Das A & O: Die sorgfältige Diagnose

Um eine Arthrose von etwa 400 weiteren Erkrankungen des rheumatischen Formenkreises sicher abzugrenzen, steht zu Beginn immer die sorgfältige Anamnese durch den Arzt. Dabei fragt er in einem ausführlichen Gespräch die Vorgeschichte des Patienten ab, um das Risikopotential für eine Arthrose zu ermitteln.

Im zweiten Schritt kommt es zur Inspektion (Betrachtung) und Palpation (Betastung). Spezielle Funktions- und Schmerztests erlauben darüber hinaus, die Stabilität des Bänder- und Muskelapparates und die Gelenkbeweglichkeit einzuschätzen.

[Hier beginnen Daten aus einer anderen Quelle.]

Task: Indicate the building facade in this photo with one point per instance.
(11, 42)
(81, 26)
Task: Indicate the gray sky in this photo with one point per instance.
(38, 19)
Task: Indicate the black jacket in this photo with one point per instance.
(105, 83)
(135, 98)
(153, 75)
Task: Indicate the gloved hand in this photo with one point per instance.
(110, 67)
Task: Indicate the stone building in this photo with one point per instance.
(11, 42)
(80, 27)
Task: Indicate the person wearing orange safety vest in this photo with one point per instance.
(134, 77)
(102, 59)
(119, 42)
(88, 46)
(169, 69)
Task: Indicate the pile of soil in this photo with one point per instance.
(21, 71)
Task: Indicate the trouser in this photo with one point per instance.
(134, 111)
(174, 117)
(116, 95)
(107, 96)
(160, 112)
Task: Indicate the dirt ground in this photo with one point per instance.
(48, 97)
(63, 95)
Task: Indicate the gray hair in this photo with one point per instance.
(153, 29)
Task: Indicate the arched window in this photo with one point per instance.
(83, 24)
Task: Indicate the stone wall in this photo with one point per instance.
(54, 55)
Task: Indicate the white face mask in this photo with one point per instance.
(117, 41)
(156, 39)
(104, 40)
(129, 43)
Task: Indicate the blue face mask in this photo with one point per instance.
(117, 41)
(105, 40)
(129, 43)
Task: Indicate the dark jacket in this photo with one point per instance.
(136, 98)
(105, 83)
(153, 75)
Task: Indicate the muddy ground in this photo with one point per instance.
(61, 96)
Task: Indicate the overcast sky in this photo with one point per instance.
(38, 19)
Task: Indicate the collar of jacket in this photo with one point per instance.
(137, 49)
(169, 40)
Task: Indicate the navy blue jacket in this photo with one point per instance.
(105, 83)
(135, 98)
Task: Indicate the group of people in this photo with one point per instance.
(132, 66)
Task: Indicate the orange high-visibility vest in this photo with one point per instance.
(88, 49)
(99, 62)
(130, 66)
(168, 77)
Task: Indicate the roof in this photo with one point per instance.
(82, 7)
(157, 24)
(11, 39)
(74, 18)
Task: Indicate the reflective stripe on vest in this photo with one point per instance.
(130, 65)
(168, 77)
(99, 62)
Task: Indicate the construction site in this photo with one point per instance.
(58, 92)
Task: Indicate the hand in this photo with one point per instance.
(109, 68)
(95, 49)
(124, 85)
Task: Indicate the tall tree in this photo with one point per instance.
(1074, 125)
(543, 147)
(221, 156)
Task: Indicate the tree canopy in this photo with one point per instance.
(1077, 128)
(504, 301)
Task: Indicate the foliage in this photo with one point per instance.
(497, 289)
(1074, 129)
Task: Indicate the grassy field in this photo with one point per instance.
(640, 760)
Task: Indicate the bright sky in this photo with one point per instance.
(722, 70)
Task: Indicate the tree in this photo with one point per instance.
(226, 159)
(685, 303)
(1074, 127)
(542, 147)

Liegen so erste Hinweise für eine Arthrose vor, wird der Arzt auf apparative Diagnostik zurückgreifen. Im Regelfall sind dies Ultraschall-Untersuchungen und Röntgen-Aufnahmen, die guten Aufschluss über den inneren Zustand des betroffenen Gelenks geben. Bei starken Schwellungen und Rötungen erfolgt darüber hinaus eine Gelenkpunktion mit anschließender Analyse der Gelenkflüssigkeit (Synovialflüssigkeit) im Labor. Die Viskosität der Synovialflüssigkeit, die Anzahl von bestimmten Immunzellen in der Gelenkflüssigkeit und das Vorhandensein von Rheumafaktoren im Blut helfen, die Arthrose von der rheumatoiden Arthritis oder der Gicht zu unterscheiden. Außerdem kann so die septische Arthritis (durch einen Gelenkinfekt verursacht), das gefürchteste Krankheitsbild der Rheumatologie, schnell erkannt werden. Für spezielle Fragen wie Veränderungen des Knochenstoffwechsels oder Meniskusschäden stehen Szintigraphie beziehungsweise die Magnetresonanztomographie (Kernspin) zur Verfügung.

Diagnose Arthrose - und dann?

Wenn die Diagnose Arthrose gestellt wird, gibt es viele Fragen. Zumeist ist es nicht damit getan, nur den ärztlich verordneten Therapie-Plan zu besprechen. Mindestens genauso wichtig ist, die Eigenverantwortung und die Kompetenz des Patienten zu stärken. Manchmal heißt das, Lebensgewohnheiten zu ändern, mehr oder gelenkschonendere Bewegungsarten zu wählen oder sich anders zu ernähren. Da die Selbstmedikation mehr und mehr zum integralen Bestandteil der Arzneimittel-Versorgung wird, bedeutet das aber auch, sich hierzu umfassend zu informieren. Schließlich stehen heutzutage wichtige, rezeptfreie Medikamente zur Verfügung, die hochwirksam einen festen Stellenwert in der Arthrose-Behandlung haben.